I don't have a dbgutil build to hand; if someone does, I'd be happy to go through the trace and try to unwind who should be taking the solar mutex & where :-)
Michael: I can give it a new try after my day time job. Do you need I run specific commands or just retrieve a bt with symbols?
In libreoffice-4-1 branch: - Can't reproduce with "report execution": does not abort anymore - Can't test with "report creation wizard" because of bug 65168
Created attachment 80369 [details] console + a bt with symbols on master sources (clang+gcc) On pc Debian x86-64, 1) clang (git retrieved some days ago) + master sources updated today 2) gcc (Debian 4.7.3-4) + master sources updated today I retrieved a lot of traces + 1 bt (BTW: clang is very fast, x2 compared to gcc ?) If you need more info about my config (eg: autogen.input) or would like other tests, just tell me.
Since neither Julien nor me can reproduce anymore, closing as fixed. @julien: the crash when "cancel" is a different problem... Could you please fork it in its own bug? Thanks.

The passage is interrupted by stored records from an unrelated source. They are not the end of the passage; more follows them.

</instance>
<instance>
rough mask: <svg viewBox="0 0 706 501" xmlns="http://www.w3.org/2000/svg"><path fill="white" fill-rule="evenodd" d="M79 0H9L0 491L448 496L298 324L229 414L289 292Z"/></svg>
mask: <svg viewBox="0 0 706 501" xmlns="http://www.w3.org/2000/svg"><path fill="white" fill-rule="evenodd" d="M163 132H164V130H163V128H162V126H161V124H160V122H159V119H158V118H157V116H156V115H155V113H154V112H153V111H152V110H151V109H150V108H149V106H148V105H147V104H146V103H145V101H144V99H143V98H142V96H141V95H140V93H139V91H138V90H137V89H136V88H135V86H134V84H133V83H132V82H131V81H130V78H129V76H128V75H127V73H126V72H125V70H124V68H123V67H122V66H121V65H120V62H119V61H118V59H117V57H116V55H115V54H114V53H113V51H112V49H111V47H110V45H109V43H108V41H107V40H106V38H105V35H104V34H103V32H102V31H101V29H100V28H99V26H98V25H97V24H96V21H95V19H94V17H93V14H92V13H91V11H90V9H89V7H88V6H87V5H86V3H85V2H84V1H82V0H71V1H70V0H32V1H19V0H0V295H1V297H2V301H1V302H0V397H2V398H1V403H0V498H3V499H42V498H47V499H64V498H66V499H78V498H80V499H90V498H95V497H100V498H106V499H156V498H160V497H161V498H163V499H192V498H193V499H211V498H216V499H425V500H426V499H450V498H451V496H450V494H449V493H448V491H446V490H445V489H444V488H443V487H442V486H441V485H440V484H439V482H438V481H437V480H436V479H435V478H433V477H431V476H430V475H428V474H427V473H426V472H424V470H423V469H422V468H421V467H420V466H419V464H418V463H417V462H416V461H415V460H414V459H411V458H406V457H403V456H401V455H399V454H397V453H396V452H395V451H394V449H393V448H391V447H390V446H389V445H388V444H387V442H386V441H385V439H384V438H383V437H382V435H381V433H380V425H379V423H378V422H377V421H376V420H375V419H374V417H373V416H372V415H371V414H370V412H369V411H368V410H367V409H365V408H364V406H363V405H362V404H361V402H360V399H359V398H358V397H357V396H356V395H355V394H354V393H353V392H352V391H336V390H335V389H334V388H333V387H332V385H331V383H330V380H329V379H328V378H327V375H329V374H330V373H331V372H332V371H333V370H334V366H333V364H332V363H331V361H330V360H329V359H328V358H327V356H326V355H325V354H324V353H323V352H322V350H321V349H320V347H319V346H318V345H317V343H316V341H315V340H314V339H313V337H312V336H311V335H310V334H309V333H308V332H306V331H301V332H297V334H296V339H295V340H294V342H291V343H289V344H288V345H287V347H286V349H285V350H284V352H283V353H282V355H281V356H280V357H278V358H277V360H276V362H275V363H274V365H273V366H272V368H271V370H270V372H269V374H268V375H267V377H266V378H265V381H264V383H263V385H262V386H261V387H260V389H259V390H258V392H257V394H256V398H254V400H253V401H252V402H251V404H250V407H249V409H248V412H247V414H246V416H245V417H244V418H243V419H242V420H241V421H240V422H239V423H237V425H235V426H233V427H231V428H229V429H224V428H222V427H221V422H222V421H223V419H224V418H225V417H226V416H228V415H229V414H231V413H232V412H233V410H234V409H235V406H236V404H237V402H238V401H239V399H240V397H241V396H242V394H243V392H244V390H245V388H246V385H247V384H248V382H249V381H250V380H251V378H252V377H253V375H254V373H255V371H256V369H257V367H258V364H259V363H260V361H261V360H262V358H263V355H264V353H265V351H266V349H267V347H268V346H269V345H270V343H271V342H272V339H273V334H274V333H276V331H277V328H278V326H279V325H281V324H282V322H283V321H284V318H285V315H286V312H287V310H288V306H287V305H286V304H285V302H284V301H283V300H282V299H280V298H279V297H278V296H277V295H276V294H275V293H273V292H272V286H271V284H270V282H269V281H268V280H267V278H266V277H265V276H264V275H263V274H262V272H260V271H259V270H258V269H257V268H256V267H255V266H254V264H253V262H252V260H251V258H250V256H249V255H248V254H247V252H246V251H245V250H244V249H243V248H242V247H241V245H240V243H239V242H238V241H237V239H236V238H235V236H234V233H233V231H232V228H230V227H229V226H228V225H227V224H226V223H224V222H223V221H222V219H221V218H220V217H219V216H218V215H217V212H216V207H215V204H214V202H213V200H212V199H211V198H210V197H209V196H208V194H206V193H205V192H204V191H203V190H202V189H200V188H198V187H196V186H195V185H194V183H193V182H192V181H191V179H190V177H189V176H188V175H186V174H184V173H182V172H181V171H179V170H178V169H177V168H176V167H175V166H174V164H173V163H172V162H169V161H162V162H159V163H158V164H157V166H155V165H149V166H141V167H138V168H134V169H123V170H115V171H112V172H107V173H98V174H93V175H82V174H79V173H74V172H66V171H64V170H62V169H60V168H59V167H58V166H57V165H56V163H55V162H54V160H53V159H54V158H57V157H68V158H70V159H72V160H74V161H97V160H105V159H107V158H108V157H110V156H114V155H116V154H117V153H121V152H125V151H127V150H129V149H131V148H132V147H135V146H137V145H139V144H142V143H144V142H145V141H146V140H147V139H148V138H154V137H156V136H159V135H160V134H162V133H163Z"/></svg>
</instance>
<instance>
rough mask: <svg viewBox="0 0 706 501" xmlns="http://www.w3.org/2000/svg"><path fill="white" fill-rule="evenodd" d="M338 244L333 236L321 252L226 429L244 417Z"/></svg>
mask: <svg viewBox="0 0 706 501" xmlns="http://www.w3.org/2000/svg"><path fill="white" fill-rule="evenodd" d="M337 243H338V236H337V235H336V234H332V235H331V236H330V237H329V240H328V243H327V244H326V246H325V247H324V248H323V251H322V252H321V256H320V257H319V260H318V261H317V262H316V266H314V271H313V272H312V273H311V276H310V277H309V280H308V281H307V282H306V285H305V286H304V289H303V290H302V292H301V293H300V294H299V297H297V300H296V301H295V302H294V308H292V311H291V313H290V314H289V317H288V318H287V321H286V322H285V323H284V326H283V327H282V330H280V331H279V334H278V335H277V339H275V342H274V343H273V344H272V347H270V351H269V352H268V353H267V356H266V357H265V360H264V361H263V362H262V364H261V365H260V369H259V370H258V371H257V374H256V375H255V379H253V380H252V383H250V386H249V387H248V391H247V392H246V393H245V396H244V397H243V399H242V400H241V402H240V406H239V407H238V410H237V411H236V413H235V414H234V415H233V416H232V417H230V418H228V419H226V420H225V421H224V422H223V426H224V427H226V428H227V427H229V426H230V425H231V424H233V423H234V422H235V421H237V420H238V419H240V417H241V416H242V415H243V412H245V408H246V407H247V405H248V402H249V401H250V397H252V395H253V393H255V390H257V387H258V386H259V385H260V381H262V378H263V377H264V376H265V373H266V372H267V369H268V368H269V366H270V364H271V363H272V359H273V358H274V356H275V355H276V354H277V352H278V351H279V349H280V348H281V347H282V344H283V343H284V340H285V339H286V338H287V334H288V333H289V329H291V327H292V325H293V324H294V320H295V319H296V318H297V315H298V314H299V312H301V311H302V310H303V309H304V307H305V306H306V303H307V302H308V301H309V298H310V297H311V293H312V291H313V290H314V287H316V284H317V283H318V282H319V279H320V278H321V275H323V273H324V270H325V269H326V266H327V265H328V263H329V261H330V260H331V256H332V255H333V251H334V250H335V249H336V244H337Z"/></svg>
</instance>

Lionel Elie Mamane committed a patch related to this issue. It has been pushed to "master": http://cgit.freedesktop.org/libreoffice/core/commit/?id=c63b74d22d360893bb9e1200f59099ffb7943705 fdo#61725 add SolarMutex until it works The patch should be included in the daily builds available at http://dev-builds.libreoffice.org/daily/ in the next 24-48 hours. More information about daily builds can be found at: http://wiki.documentfoundation.org/Testing_Daily_Builds Affected users are encouraged to test the fix and report feedback.